Adding instance to InitResourceContext allows us to get all the info InitIntermediateStorageContext needs, see [1]

Test Plan

unit

Diff Detail

Repository
R1 dagster
Lint
Lint Not Applicable
Unit
Tests Not Applicable

Event Timeline

yuhan added inline comments.
python_modules/dagster/dagster/core/storage/system_storage.py
139–145

[1] init_context.instance isn't available currently. adding it would unblock getting the following info

Harbormaster returned this revision to the author for changes because remote builds failed.Dec 16 2020, 10:39 PM
Harbormaster failed remote builds in B23058: Diff 28034!

run_id -> pipeline_run
instance -> instance_for_backwards_compat

yuhan requested review of this revision.Dec 17 2020, 1:14 AM
python_modules/dagster/dagster/core/execution/resolve_versions.py
174–181

@cdecarolis does intermediate storage work with memoization and versioning?
don't think it would work with the intermediate storage adapter now, because the object_manager created from intermediate storage won't have the has_asset method. what do you think?

python_modules/dagster/dagster/core/execution/resolve_versions.py
174–181

I removed memoization support for intermediate storage, it only works with asset store now, so don't worry about preserving compat there.

This all looks good to me, but seems like a pretty impactful change, so will leave it to those who understand the ramifications better.

python_modules/dagster/dagster/core/execution/context/init.py
43

Is this intentionally not-documented because its intended for internal usage?

This revision is now accepted and ready to land.Dec 21 2020, 9:35 PM
python_modules/dagster/dagster/core/execution/context/init.py
43

yep thats also the reason why we named it this bad

yuhan requested review of this revision.Dec 22 2020, 1:40 AM

cc @schrockn regarding D5709 which dropped pipeline_def from resource init context

i just realized that intermediate storage context here needed pipeline_def... i thought i could get it from pipeline_run..

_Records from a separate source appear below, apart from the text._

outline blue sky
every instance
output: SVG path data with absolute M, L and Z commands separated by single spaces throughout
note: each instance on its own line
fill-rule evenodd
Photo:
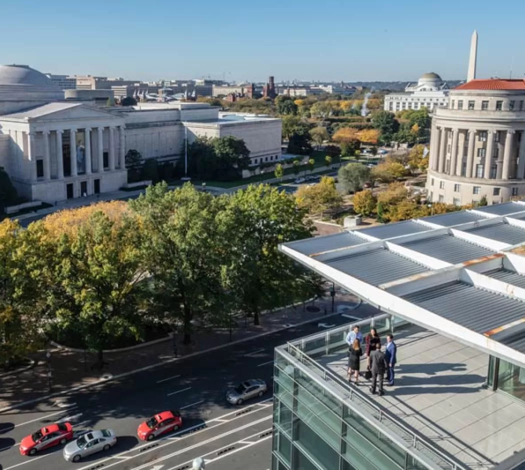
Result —
M 0 63 L 130 79 L 464 79 L 525 75 L 525 2 L 4 0 Z

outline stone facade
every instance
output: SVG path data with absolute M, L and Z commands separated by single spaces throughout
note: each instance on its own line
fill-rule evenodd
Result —
M 525 81 L 473 80 L 451 91 L 432 119 L 426 187 L 464 205 L 525 194 Z

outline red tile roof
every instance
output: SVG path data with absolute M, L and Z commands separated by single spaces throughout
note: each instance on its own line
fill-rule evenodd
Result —
M 477 78 L 456 87 L 455 90 L 523 90 L 525 80 L 522 78 Z

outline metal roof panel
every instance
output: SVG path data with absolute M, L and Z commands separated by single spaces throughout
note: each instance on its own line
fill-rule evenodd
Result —
M 384 248 L 331 258 L 328 265 L 374 286 L 429 270 Z
M 422 224 L 418 224 L 414 221 L 404 221 L 402 222 L 386 224 L 377 227 L 371 227 L 370 228 L 363 228 L 359 232 L 384 240 L 393 237 L 399 237 L 432 229 L 429 227 L 427 227 Z
M 399 244 L 452 264 L 494 254 L 494 252 L 488 248 L 449 235 L 437 235 Z
M 460 228 L 459 229 L 461 229 Z M 509 245 L 518 245 L 525 242 L 525 230 L 505 222 L 483 227 L 472 227 L 466 228 L 463 231 Z
M 284 244 L 303 255 L 310 255 L 345 246 L 355 246 L 366 243 L 366 241 L 361 237 L 349 232 L 342 232 L 322 237 L 313 237 L 312 238 L 290 242 Z

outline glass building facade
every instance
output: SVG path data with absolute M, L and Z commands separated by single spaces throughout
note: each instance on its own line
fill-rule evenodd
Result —
M 390 316 L 359 322 L 392 331 Z M 346 349 L 349 328 L 276 348 L 272 470 L 461 469 L 315 358 Z

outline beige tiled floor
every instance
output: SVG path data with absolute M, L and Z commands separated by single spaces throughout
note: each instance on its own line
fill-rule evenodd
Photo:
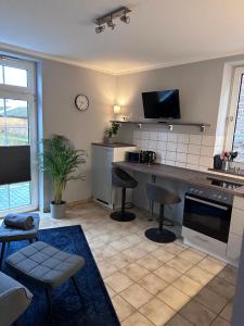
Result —
M 41 227 L 80 224 L 123 326 L 228 326 L 236 269 L 205 253 L 175 243 L 154 243 L 144 230 L 155 226 L 134 210 L 137 220 L 118 223 L 110 211 L 89 202 Z

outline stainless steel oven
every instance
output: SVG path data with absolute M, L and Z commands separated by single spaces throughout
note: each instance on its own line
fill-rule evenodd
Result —
M 229 197 L 213 193 L 211 199 L 209 193 L 201 192 L 185 193 L 183 227 L 227 243 L 232 211 Z

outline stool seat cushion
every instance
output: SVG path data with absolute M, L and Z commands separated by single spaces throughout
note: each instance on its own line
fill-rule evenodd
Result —
M 146 192 L 150 200 L 160 204 L 176 204 L 181 201 L 177 193 L 168 191 L 155 184 L 146 184 Z
M 2 222 L 0 226 L 0 242 L 9 242 L 9 241 L 17 241 L 17 240 L 36 238 L 39 229 L 40 217 L 39 214 L 37 213 L 30 213 L 29 216 L 33 216 L 34 218 L 34 223 L 33 223 L 34 226 L 28 230 L 8 227 L 5 226 L 4 222 Z
M 120 188 L 136 188 L 138 181 L 127 172 L 119 167 L 112 168 L 112 183 Z
M 37 241 L 11 254 L 5 263 L 15 274 L 52 289 L 75 275 L 85 259 Z

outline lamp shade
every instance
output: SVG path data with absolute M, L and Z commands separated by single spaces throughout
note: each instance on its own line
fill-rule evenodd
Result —
M 0 185 L 24 183 L 30 179 L 30 147 L 1 146 Z
M 120 105 L 114 105 L 114 113 L 115 114 L 118 114 L 118 113 L 120 113 L 120 111 L 121 111 L 121 106 Z

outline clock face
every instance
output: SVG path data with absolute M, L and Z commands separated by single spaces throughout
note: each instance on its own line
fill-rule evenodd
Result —
M 89 106 L 89 100 L 88 97 L 79 93 L 76 98 L 75 98 L 75 104 L 76 108 L 80 111 L 86 111 Z

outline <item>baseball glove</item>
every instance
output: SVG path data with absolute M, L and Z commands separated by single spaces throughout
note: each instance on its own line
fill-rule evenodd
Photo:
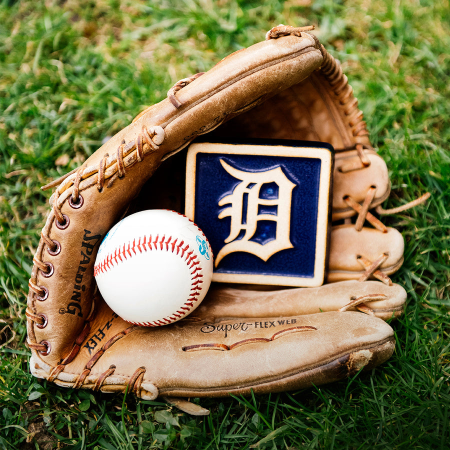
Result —
M 390 356 L 394 333 L 383 319 L 401 314 L 406 301 L 388 276 L 402 264 L 404 241 L 370 212 L 389 195 L 388 170 L 346 77 L 310 29 L 275 27 L 265 41 L 182 80 L 50 185 L 52 208 L 33 260 L 26 310 L 34 376 L 146 399 L 216 396 L 330 382 Z M 204 135 L 212 142 L 257 137 L 334 147 L 327 283 L 218 284 L 179 322 L 130 326 L 97 291 L 98 246 L 127 214 L 160 203 L 180 210 L 180 150 Z M 207 412 L 177 402 L 191 413 Z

What I could do here, given we've removed pipeline_def from InitResourceContext, are:
Option #1

  • drop pipeline_def from InitIntermediateStorageContext
  • unfortunately, mode_def and type_storage_plugin_registry are both depending on pipeline_def. while dropping mode_def might be fine, type_storage_plugin_registry is kinda critical to intermediate storage (it needs the pipeline_def.all_dagster_types(), so i guess I would need to do a db call from instance to fetch the pipeline snapshot then get the mode_def and all_dagster_types there, i.e. instance.get_pipeline_snapshot(pipeline_run.pipeline_snapshot_id).. cc @sandyryza i guess a db call shouldn't be too bad because it is already a rare case that a user would want to migrate a custom intermediate storage to object manager (i.e. a user calls this method)?

Option #2

  • add pipeline_def back to InitResourceContext as a bad name as pipeline_def_for_backwards_compat which will be optional and only used by this intermediate storage creation path.

Thoughts?

I can either revert it or we can add the backwards compat variant. Your call!

pipeline_def_for_backwards_compat then. it will be used in this code path only.

pipeline_def -> pipeline_def_for_backwards_compat

This revision is now accepted and ready to land.Dec 22 2020, 12:48 PM
This revision was automatically updated to reflect the committed changes.